Seorang wanita hamil dari Jambi melahirkan setelah ditolak melahirkan di dua rumah sakit

2020-07-28

TRIBUNNEWS.COM, JAMBI-S, seorang warga hamil Jalan Jambi Luar Kota, Kabupaten Muaro Jambi, Provinsi Jambi, harus mati setelah melahirkan setelah ditolak oleh dua rumah sakit saat melahirkan.

Penolakan rumah sakit terjadi pada Selasa (16/6/2020) dan menyebabkan keributan di antara warga Muaro Jambi.

Informasi yang dikumpulkan oleh tribunjambi.com dari bidan yang merawat korban dibawa oleh S ke bidan Ernis sebelum ditolak oleh Rumah Sakit Abdul Manap dan Rumah Sakit Baiturahim.

Bidan Ernis membuka klinik di Bougenvil Housing.

Karena S sesak napas, bidan Ernis menyarankan keluarganya untuk “membawanya ke rumah sakit segera.” “Ketika S datang ke sini, S merasa sesak napas”, karena saya tidak memiliki oksigen, saya menyarankan untuk membawa S ke Abdul Manap Rumah Sakit. S dan keluarganya berhenti di sini, “kata Bidan Ernis, Kamis (18/6/2020) siang.

S dibawa ke Rumah Sakit Abdul Manap. Ketika ia tiba di Abdul Manap, S. ditolak oleh rumah sakit.

Baca: Kakek Kebumen tiba-tiba diculik dan kemudian meninggal saat berkencan dengan seorang wanita

Tentang berita ini, kepala Rumah Sakit Abdulmanap, Rudi Pardede, membantah hal ini.
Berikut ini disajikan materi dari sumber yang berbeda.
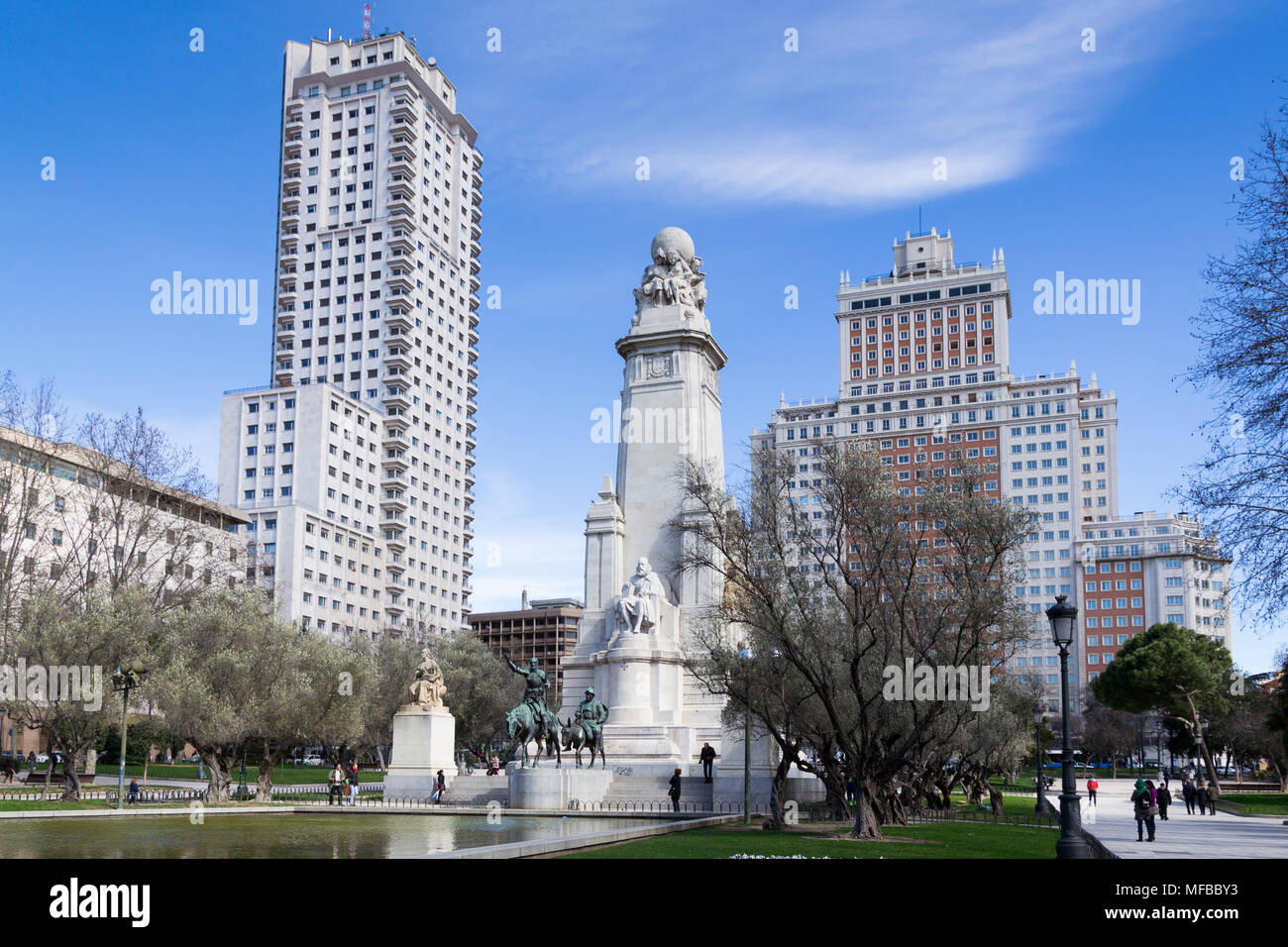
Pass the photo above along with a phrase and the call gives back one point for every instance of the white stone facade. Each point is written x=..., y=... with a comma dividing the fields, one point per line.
x=658, y=714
Mengatakan bahwa alat Abdul, Rumah Sakit Mannap, digunakan.

Dia menyarankan agar Bin Laden Matah membawanya ke rumah sakit kabupaten, jadi polisi membidik untuk waktu yang lama- “Di Abdul Le Manap, semuanya banjir. Kami menyarankan Anda pergi ke rumah sakit distrik di Raden Mattaher. Ini belum dihilangkan, “Abdul menjelaskan setelah konfirmasi telepon pada Jumat (6/6/2020).

Tetapi keluarganya sebenarnya membawa S ke Rumah Sakit Baiturrahim. Ke rumah sakit kedua, dan kemudian Pada saat ia tiba di Rumah Sakit Baiturrahim, S ditolak lagi.